Phil Ryall’s family trust, the Punchestown Trust, is one of the key funders of the new mobile service, along with Hearing House client Grace McKean, the Hugo Hugo Charitable Trust and the Lindsay Foundation.

The specially-adapted van will provide greater access to The Hearing House’s services, including assessments, screenings and consultations with audiologists and speech and language therapists, in an effort to better serve communities and raise greater awareness of the benefits of cochlear implants.

The Hearing House currently conducts around 100 outreach clinics in the regions it serves each year but is often restricted in its reach by lack of available outpatient space at hospitals and health clinics.

The Hearing House CEO Dr Claire Green says she hopes the visibility of the mobile clinic and its services will lead to improved services and better outcomes for kiritaki.

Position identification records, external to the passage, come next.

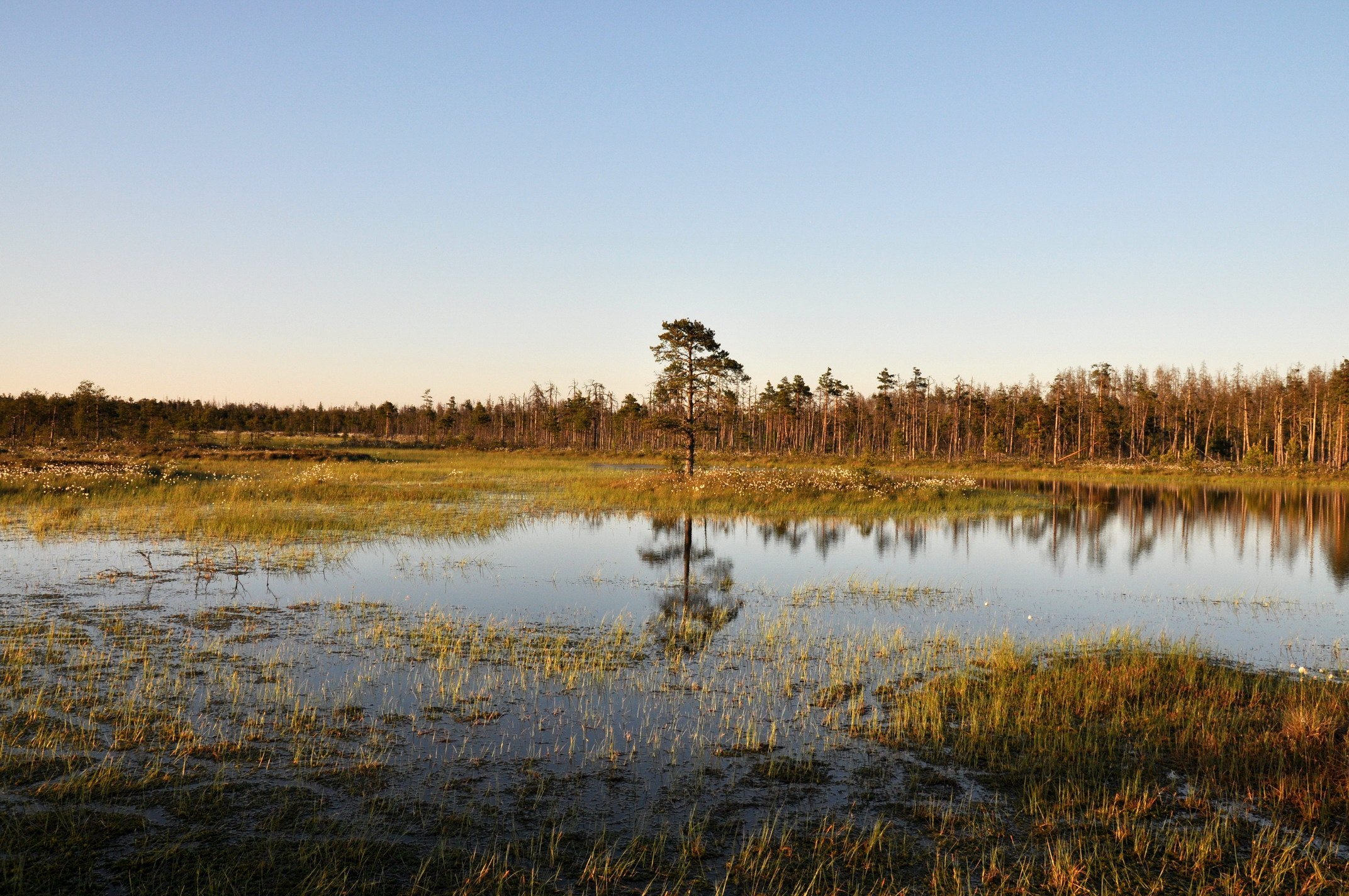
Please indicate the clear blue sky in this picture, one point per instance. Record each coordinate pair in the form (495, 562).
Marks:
(359, 201)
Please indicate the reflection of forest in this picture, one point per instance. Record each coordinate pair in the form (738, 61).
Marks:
(1284, 524)
(698, 601)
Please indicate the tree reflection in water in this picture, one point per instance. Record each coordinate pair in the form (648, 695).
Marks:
(699, 603)
(1092, 524)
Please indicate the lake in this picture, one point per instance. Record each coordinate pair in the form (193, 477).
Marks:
(1258, 574)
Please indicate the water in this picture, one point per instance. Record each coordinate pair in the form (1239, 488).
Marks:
(1260, 575)
(754, 620)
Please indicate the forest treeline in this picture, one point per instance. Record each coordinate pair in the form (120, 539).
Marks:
(1097, 413)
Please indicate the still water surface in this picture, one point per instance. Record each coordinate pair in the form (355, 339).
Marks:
(1262, 575)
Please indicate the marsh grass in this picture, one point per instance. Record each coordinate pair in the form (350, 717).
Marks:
(366, 749)
(431, 494)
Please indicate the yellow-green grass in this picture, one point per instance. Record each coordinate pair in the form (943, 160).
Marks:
(200, 752)
(428, 494)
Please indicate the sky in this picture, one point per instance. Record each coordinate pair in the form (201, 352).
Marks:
(339, 203)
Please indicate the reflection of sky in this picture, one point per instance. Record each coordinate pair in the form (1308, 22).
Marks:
(1158, 564)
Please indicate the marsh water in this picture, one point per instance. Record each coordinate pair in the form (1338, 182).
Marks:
(1259, 574)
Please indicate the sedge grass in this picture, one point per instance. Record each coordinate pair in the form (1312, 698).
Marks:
(357, 748)
(431, 494)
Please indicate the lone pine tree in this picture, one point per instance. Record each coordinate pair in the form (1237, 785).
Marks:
(698, 376)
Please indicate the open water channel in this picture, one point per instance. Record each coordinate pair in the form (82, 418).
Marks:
(1258, 574)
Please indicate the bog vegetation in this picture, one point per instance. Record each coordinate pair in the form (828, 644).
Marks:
(1104, 413)
(354, 748)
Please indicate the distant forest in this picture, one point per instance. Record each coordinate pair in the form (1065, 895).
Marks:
(1101, 413)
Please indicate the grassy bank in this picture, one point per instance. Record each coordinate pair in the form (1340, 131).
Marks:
(352, 748)
(336, 496)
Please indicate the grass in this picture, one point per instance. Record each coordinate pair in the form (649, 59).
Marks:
(429, 494)
(355, 748)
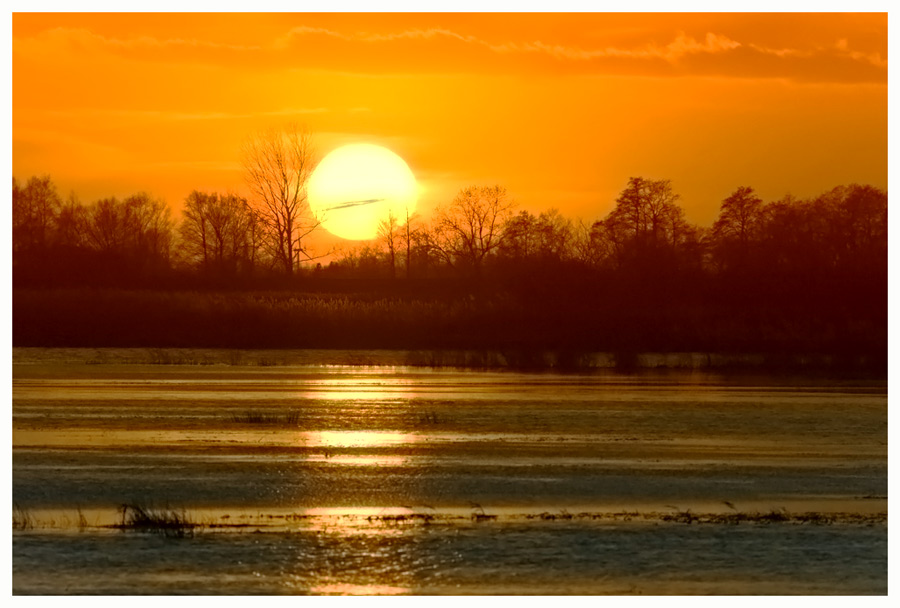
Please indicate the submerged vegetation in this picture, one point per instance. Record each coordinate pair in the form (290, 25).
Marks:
(264, 418)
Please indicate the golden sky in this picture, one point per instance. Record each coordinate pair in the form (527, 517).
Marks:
(561, 109)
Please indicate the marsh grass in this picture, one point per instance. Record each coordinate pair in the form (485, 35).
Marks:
(22, 519)
(165, 521)
(289, 419)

“We know that outreach is pivotal in our service delivery and having a mobile clinic means greater access and flexibility,” she says. “We can reach further into communities in some of the more under-served parts of the country, and meet kiritaki in a space that works for them.

“Importantly, we do know that there are people in our region who would benefit from cochlear implants, and we need to reach these people.

“Being out there and visible is a way to gain trust and understanding among an important target group, leading to improved health outcomes.”

The van will also tour schools and marae from Cape Reinga to Taupō as part of an education drive, and it’s also hoped to offer screening and assessment services at family festivals and concerts.